BY KATIE - MYGREENPOD, 15 May '18

Beach market will use trash not cash to purchase pre-loved items at Watergate Bay

A Cornish beach will become a trading station where beach cleaners will be able to swap tokens for pre-loved items donated by the public to help bring the concept of the circular economy to life.

The UK’s leading marine charity, the Marine Conservation Society (MCS), is running a beach clean with a difference from an idea adopted from Australia.

The Seaside Scavenge is being launched at Watergate Bay Beach (main image), on Wednesday 30 May (10.00–14.00).

Trash as cash

Lauren Eyles, MCS Beachwatch manager, first saw a Seaside Scavenge in action when she visited the MCS’s opposite number down under – the Australian Marine Conservation Society (AMCS).

‘The idea is to use trash as cash’, Lauren says. ‘People collect beach litter (10 items minimum) and in return receive a token which they can then use to purchase second hand items at the beach market, after they’ve finished their clean.’

Lauren added that the Seaside Scavenge at Coogee Beach, near Sydney, ‘was incredibly popular and drew people’s attention not just to the issue of beach and marine litter overall, but also highlighted the importance of recycling and cutting back on single-use consumption.’

She says she’s confident it can have the same effect at Watergate Bay; the Seaside Scavenge will take place during half-term in the hope it will start conversations within families who will be visiting the coast.

Exchange rubbish for jewellery!

MCS has been collecting good-quality second-hand goods from staff and the wider public and this will be available for people to ‘buy’ with their tokens at the Watergate Bay Seaside Scavenge.

Among the items people will be able to swap their litter for are good quality second-hand clothes, books, belts and accessories, jewellery, vases, pots and pans and a number of toilet roll holders!

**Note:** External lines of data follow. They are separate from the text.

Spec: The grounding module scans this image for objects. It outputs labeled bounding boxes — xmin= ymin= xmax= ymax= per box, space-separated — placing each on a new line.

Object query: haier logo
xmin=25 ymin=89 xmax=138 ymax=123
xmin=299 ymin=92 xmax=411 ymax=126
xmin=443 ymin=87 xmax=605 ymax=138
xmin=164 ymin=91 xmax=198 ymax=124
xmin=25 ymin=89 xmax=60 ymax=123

Lauren Eyles says the key thing about a Seaside Scavenge is its informality and the fact that it opens up the concept of beach cleaning to a new audience.

‘People can just turn up and clean anywhere along the beach for as long they want, going as far as they want’, she says. ‘We’re not asking them to fill in a survey form – we do all that when they give us their rubbish. Our staff will be on hand to answer any questions about beach litter, the current problems facing our oceans particularly in relation to plastic and how recycling and looking towards a circular economy are the steps we need to take.’

In September 2017, during the MCS Great British Beach Clean, volunteers cleaned up 10% more beach rubbish than in 2016 – a staggering 718 litter items for every 100m cleaned.

20% of all litter found was classified as ‘on the go’ by MCS – and 138 items of this type of rubbish was found over every 100m cleaned. ‘On the go’ litter includes drinks cups, plastic cutlery, foil wrappers, straws, sandwich packets, lolly sticks, plastic bottles, drinks cans, glass bottles, plastic cups, lids and stirrers.

Prizes for rubbish hauls

As well as swapping tokens for goods, all beach cleaners are in with a chance to win some fabulous prizes for what they pick up – the biggest haul, most cigarette butts, the oddest item and the largest number of small plastic pieces will all receive prizes donated by local businesses.

The prizes include afternoon tea and a spa treatment at the Headland Hotel, Fistral, a three course lunch at the Watergate Bay Hotel, which has also offered a surf lesson and equipment hire, a meal for four at Rick Stein’s fish and chips, Fistral, re-usable bottles and bags from the Newquay Marine Group, and coffee and cake for two at the Fistral’s Sea Spray café.

The Watergate Bay volunteer beach cleaners will be serenaded by Cornwall- based musician, James Dixon. James is a blues roots and folk guitarist singer songwriter from Bude, who plays a blend of slide guitar, stompbox, tambourine and harmonica.

One reviewer said of James, ‘You can’t help smiling or foot tapping during his performance and his energy commands the attention of the crowd. There is a genuine love of music and performing that radiates from him.’

There’s no need to register in advance for the Watergate Bay Seaside Scavenge, just turn up on the day, find the base on the beach, say who you are, collect kit and get cleaning! You’ll be doing one of Cornwall’s favourite beaches a big favour and you could come away with some real treasure!